Zia turned to us. Judging from her expression, what she’d seen wasn’t good. “Only the pyramidion left.”
“The what?” I looked through the crevice, and the view was almost as disorienting as being a storm cloud. The entire mountain was hollowed out, just as Carter had described. The cavern floor was about six hundred meters below us. Fires blazed everywhere, bathing the rock walls in blood-colored light. A giant crimson pyramid dominated the cave, and at its base, masses of demons milled about like a rock concert crowd waiting for the show to begin. High above them, eye-level to us, two magic barges manned by crews of demons floated slowly, ceremoniously towards the pyramid. Suspended in a mesh of ropes between the boats was the only piece of the pyramid not yet installed—a golden capstone to top off the structure.

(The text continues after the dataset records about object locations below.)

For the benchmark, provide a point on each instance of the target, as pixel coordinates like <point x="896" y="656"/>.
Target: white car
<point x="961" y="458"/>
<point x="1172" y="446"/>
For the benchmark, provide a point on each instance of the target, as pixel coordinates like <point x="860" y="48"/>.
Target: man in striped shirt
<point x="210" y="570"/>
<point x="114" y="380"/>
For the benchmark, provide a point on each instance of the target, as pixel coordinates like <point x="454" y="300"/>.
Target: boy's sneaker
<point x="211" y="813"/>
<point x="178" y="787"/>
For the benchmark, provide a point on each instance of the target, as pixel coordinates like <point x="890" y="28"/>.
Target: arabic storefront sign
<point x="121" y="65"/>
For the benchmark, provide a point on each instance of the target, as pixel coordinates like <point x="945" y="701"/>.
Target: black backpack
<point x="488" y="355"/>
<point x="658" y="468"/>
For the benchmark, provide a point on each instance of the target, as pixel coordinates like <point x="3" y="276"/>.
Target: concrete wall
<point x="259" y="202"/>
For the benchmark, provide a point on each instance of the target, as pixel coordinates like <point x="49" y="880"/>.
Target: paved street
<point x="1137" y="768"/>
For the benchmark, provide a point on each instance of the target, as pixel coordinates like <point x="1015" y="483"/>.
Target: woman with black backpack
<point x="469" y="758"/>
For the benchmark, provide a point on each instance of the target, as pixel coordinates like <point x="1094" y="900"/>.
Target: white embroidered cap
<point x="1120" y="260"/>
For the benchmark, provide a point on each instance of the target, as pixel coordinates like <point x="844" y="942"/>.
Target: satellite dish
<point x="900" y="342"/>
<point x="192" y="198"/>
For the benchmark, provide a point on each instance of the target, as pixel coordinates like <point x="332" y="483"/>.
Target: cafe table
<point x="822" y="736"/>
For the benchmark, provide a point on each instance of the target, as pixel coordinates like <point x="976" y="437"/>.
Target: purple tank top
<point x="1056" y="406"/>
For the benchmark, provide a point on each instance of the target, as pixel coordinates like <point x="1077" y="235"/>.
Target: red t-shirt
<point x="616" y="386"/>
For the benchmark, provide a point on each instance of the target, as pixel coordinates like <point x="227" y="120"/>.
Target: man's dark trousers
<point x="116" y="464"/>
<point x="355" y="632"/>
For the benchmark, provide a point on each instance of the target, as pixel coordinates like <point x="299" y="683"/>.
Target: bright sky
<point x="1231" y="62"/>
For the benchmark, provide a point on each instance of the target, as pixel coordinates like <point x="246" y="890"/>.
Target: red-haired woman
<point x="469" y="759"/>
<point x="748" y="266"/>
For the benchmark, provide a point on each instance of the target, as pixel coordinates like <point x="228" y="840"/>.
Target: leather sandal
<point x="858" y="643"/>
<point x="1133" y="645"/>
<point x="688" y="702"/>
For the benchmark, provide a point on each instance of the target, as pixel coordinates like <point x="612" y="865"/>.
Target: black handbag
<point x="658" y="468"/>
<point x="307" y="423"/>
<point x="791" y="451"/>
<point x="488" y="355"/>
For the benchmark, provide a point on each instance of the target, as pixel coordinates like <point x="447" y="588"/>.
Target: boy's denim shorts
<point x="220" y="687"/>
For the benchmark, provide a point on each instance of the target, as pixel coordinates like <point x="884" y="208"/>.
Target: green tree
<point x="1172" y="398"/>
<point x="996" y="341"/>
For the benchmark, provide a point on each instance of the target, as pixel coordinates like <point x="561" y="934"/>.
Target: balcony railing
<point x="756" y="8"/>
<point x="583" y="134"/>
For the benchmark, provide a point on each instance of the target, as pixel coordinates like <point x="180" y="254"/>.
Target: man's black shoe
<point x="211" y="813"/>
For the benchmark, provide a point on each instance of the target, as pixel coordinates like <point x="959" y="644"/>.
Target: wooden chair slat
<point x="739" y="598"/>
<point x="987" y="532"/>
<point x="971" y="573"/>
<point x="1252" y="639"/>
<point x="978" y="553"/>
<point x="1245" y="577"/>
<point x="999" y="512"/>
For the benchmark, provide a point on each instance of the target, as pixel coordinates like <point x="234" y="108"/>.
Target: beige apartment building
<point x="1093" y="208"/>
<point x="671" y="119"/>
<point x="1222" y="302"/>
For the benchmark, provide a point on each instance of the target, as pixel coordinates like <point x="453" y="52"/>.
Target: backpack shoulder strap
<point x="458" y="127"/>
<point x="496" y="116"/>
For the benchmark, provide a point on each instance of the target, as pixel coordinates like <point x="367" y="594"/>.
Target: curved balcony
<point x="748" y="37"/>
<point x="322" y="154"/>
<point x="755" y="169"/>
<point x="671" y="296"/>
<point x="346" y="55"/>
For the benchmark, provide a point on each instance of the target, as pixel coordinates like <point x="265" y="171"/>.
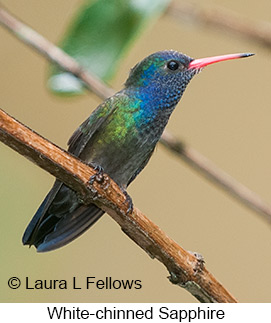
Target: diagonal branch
<point x="195" y="159"/>
<point x="185" y="269"/>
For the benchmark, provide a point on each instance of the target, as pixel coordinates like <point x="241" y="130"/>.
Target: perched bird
<point x="118" y="138"/>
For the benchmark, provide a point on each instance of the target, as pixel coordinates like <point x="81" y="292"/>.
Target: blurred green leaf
<point x="99" y="36"/>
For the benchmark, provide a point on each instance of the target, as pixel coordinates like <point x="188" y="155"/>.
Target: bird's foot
<point x="129" y="201"/>
<point x="99" y="176"/>
<point x="200" y="262"/>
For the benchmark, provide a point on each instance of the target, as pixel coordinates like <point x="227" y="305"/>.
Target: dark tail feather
<point x="59" y="219"/>
<point x="70" y="227"/>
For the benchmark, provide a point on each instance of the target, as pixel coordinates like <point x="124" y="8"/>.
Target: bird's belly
<point x="120" y="160"/>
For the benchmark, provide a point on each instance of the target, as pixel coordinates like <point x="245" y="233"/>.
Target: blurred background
<point x="225" y="114"/>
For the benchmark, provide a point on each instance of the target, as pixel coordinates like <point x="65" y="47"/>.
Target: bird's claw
<point x="99" y="177"/>
<point x="129" y="201"/>
<point x="200" y="261"/>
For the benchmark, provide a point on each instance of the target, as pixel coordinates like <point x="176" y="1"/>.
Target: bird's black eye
<point x="173" y="65"/>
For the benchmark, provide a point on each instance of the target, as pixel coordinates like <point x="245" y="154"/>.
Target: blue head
<point x="161" y="78"/>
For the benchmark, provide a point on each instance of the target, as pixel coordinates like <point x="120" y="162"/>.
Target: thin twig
<point x="185" y="269"/>
<point x="223" y="180"/>
<point x="197" y="161"/>
<point x="223" y="19"/>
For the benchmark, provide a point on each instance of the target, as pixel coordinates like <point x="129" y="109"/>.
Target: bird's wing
<point x="60" y="217"/>
<point x="84" y="133"/>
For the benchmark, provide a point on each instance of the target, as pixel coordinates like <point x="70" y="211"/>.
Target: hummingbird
<point x="118" y="138"/>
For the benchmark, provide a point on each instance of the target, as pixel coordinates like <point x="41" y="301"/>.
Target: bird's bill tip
<point x="202" y="62"/>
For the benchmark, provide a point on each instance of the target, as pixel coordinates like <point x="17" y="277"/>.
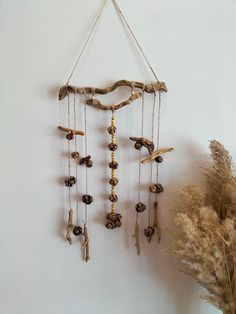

“They know they’ve won,” Carter guessed. “They’re making a show of it.”
“Yes,” Amos said.
“Well, let’s blow up the boats or something!” I said.
Amos looked at me. “Is that your strategy, honestly?”
His tone made me feel completely stupid. Looking down on the demon army, the enormous pyramid...what had I been thinking? I couldn’t battle this. I was a bloody twelve-year-old.
“We have to try,” Carter said. “Dad’s in there.”
That shook me out of my self-pity. If we were going to die, at least we would do it trying to rescue my father (oh, and North America, too, I suppose).
“Right,” I said. “We fly to those boats. We stop them from placing the capstone—”
“Pyramidion,” Zia corrected.
“Whatever. Then we fly into the pyramid and find Dad.”
“And when Set tries to stop you?” Amos asked.
I glanced at Zia, who was silently warning me not to say more.
“First things first,” I said. “How do we fly to the boats?”
“As a storm,” Amos suggested.
“No!” the rest of us said.
“I will not be part of more chaos magic,” Zia insisted. “It is not natural.”
Amos waved at the spectacle below us. “Tell me this is natural. You have another plan?”
“Birds,” I said, hating myself for even considering it. “I’ll become a kite. Carter can do a falcon.”
“Sadie,” Carter warned, “what if—”
“I have to try.” I looked away before I could lose my resolve. “Zia, it’s been almost ten hours since your pillar of fire, hasn’t it? Still no magic?”